We always had lots of cats around while I was growing up. They, of course, would beg at the table. When dinner was done, Dad would pick up the nearest cat/kitten and begin the Kat Concerto! He’d hold their paws like they were playing the piano, and sing “A-ding-a-ding-a-ding…” Cats thought he was nuts!
 
My Pap, who was like my father since my real one was never around, passed away in 2001 this month. He was a great man and one of the most devout Christians I have ever met. He was from a Irish Catholic family, but raised Methodist, as was I. He married a stubborn German about 20 years his junior. They met right after WWII. They got into some heated arguments but always ended with a big kiss.

Anywho, When he got sick with Cancer, I was with him for some very meanigful moments during his last days. This all happened within one week in early October. He was diagnosed on Aug. 13 and died Oct. 13. The doctors gave him exactly 2 months, and 2 months to the day it was.

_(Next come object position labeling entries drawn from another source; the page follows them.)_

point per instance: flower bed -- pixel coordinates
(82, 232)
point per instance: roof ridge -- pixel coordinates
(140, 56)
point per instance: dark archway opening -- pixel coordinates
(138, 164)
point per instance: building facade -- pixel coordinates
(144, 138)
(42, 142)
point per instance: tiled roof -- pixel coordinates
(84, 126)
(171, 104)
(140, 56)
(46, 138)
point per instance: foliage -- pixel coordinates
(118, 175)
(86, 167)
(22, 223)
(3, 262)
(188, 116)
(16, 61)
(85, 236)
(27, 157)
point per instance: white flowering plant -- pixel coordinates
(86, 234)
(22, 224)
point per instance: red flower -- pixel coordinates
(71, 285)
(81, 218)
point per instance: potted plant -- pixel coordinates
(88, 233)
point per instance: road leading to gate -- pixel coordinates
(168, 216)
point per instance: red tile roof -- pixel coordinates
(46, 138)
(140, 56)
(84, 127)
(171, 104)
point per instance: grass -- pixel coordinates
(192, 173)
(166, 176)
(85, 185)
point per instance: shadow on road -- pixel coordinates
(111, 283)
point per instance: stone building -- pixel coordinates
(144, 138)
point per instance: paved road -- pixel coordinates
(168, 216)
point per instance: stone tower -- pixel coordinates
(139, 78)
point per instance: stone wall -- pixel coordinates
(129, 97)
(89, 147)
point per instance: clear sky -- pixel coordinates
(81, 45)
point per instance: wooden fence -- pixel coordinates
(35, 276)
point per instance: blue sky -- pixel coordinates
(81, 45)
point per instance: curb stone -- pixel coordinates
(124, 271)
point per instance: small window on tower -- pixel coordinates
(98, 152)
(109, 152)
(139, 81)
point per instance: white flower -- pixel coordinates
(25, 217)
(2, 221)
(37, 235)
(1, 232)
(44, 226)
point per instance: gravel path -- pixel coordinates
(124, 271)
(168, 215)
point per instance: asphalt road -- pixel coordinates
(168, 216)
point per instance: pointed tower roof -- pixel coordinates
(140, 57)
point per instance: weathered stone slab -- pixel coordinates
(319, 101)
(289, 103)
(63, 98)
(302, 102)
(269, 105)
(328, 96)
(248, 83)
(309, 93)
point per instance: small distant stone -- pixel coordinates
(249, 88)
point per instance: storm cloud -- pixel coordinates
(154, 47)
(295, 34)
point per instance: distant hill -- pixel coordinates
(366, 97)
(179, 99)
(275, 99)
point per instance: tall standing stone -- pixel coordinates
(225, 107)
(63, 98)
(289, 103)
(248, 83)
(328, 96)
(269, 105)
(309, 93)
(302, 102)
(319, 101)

I helped him walk out from the porch to the driveway one night after dinner. We walked out as he clutched my arm. We went to the end of the sidewalk and he looked around, as if to admire God’s creation. He took a big breath and said that was enough. We walked back to the house. Once inside, he walked in to the living room where his hospital bed was set, and laid down. He remained there for the next 7 days until he died. Before he died however, he remained lucid for about 3 days after his walk. The very last moment before he slipped into unconciousness, I asked him for one last smile, and for me, he smiled one last time.

He died October 13 at 1:00 a.m. surrounded by his family. On the second day after he went into the bed, he said there was a man on or by his knee, as if watching over him. Maybe an angel.